It was ice, Mrs. Leifert read, turning the page, The light was coming as Abigail ran back to the house and pushed open the door. Pa was standing at the fire. Where’s the water? Abigail shivered. Pa, she said, the well was frozen and the pail fell. She was very scared and started to cry as he turned from the fireplace and came toward her. Her feet were so cold. Come here, he said. The bricks on the hearth hurt her feet, almost blue with cold. She knew what would come next and watched Pa unfasten his belt. The buckle shone in the light of the fire. He made her lie down across his knee. Abigail could feel the strap burn into her skin, Mrs. Leifert read, as Pa hit her again and again.
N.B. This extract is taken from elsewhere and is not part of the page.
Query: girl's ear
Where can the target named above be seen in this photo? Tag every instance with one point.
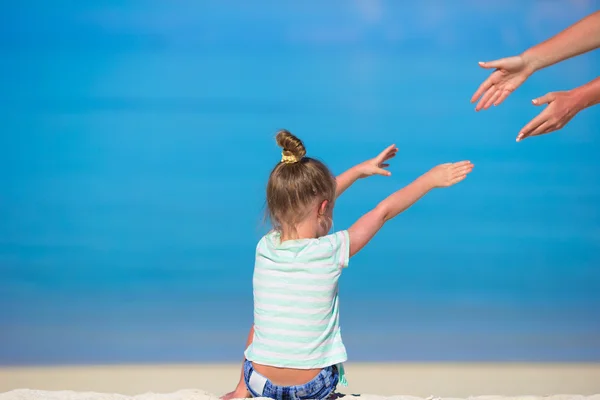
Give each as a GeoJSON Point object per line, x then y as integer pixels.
{"type": "Point", "coordinates": [323, 207]}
I simply listened. I don’t remember what happened in the room after Mrs. Leifert put my black-and-white notebook down, promising to keep reading as I finished new installments. I didn’t write anymore after she read it, though I knew that in the end, like Sara Crewe in A Little Princess which I had read at Hollow Hill, Abigail would escape and, returned to the embrace of her blond-haired mother, who had not been killed after all, forgive even the cruel foster father she called Pa. Of course, in my own life, my mother had black hair and it was she who inexplicably hit me, not my father. I think I was waiting to write the ending before showing the book to my parents, nervous that what Abigail had endured might tell them more about me than I wanted them to know.
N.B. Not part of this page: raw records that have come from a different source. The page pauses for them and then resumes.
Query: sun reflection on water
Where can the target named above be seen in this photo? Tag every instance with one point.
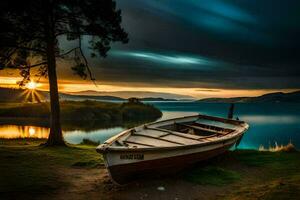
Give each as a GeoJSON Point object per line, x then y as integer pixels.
{"type": "Point", "coordinates": [13, 131]}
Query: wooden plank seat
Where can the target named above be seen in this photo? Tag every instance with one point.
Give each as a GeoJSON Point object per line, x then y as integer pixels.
{"type": "Point", "coordinates": [208, 130]}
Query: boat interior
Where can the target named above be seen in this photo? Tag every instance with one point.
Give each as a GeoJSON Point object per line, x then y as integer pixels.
{"type": "Point", "coordinates": [175, 133]}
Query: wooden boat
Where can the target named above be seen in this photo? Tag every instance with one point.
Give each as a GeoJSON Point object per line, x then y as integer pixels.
{"type": "Point", "coordinates": [168, 145]}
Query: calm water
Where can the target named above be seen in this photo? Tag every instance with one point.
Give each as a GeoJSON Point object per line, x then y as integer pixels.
{"type": "Point", "coordinates": [269, 123]}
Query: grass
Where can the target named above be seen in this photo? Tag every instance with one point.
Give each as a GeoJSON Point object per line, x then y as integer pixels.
{"type": "Point", "coordinates": [31, 169]}
{"type": "Point", "coordinates": [212, 175]}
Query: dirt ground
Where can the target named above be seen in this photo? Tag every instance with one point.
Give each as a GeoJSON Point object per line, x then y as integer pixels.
{"type": "Point", "coordinates": [95, 184]}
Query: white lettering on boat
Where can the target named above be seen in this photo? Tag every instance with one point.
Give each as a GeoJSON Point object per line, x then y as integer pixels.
{"type": "Point", "coordinates": [132, 156]}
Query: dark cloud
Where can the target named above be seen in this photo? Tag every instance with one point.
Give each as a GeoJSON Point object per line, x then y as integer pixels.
{"type": "Point", "coordinates": [216, 43]}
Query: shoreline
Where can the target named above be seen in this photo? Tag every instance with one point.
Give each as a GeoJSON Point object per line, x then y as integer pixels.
{"type": "Point", "coordinates": [77, 172]}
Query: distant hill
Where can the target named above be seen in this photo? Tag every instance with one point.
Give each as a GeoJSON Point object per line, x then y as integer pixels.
{"type": "Point", "coordinates": [156, 99]}
{"type": "Point", "coordinates": [18, 95]}
{"type": "Point", "coordinates": [293, 97]}
{"type": "Point", "coordinates": [138, 94]}
{"type": "Point", "coordinates": [21, 95]}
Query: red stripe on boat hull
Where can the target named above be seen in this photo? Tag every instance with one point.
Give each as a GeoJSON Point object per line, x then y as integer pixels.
{"type": "Point", "coordinates": [127, 172]}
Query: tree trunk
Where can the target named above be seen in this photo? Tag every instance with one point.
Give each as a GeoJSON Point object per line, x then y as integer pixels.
{"type": "Point", "coordinates": [55, 136]}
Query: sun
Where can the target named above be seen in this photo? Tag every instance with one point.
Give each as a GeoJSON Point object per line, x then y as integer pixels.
{"type": "Point", "coordinates": [31, 85]}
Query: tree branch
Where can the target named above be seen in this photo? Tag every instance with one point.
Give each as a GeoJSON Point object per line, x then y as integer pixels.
{"type": "Point", "coordinates": [86, 62]}
{"type": "Point", "coordinates": [27, 67]}
{"type": "Point", "coordinates": [66, 53]}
I had begun instruction for confirmation with one of the nuns at St. Christopher’s House. Her name was Sister Ora Mary and she was very tall. I knew that the better I did in confirmation class, the more I would understand about my father, so I worked hard on the Ten Commandments, the sacraments, the lineaments of theology. At my father’s ordination, the old bishop had laid hands on my father’s head, reading prayers that made him a priest and able to celebrate mass. Now Bishop Washburn would lay his hands on my head, and I would become part of the last supper, drinking wine and eating bread like the disciples. (All of us, my father preached, were, in different ways, disciples.) My mother and I had shopped for my confirmation dress, but the Thursday before the Sunday ceremony she’d left for Hollow Hill to await a new baby, and the day before my confirmation, my father called from the hospital with news of Marian’s birth.
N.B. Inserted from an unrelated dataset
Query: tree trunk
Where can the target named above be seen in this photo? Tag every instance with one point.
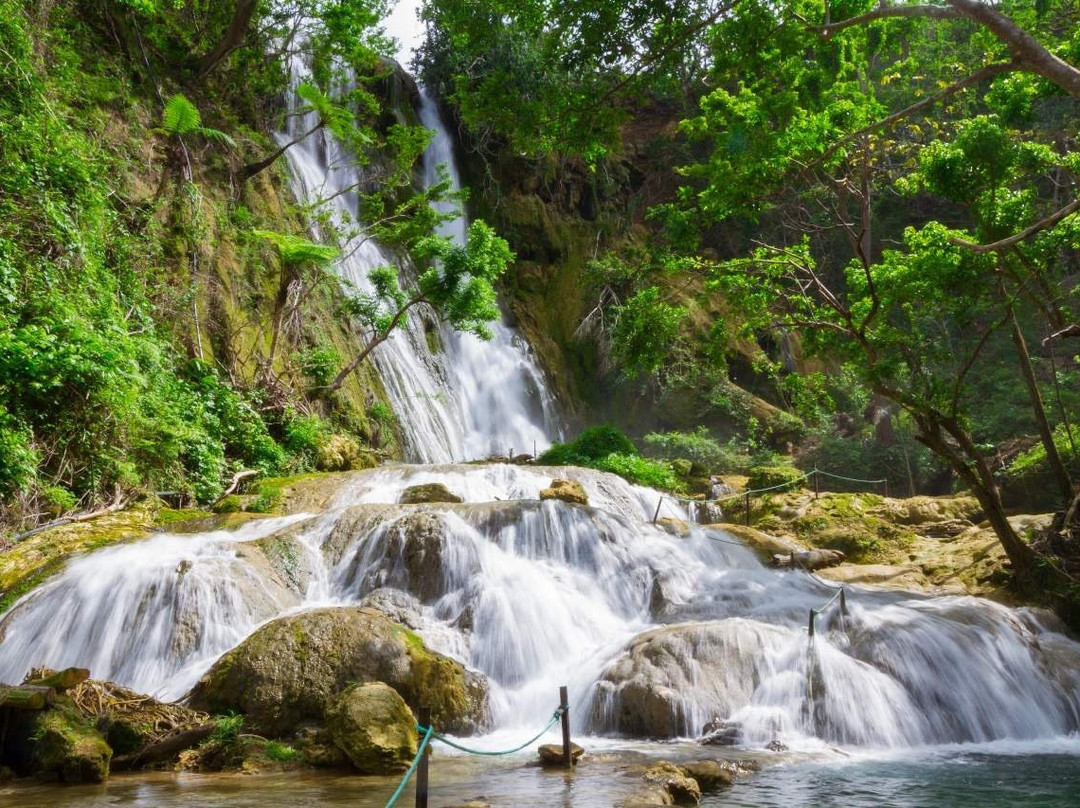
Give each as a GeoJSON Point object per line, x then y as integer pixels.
{"type": "Point", "coordinates": [233, 37]}
{"type": "Point", "coordinates": [1045, 433]}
My two godmothers came to the service—my father’s sister Polly and my mother’s friend Sylvia, her roommate when she was pregnant with me and my father was away at the war. Aunt Polly gave me a red leather Bible and Aunt Sylvia a red leather prayer book—each stamped in gold with my name and the date. My dress was white and frothy, of dotted Swiss organza, and I felt like a bride sitting there in the front pew as candlelight made the incense gold and the organ rumbled, it seemed, from somewhere beneath the amber floor. At the altar, acolytes in red cassocks and white cottas genuflected, stood up, then genuflected again. Because I had fasted, the white of their cottas burned my eyes.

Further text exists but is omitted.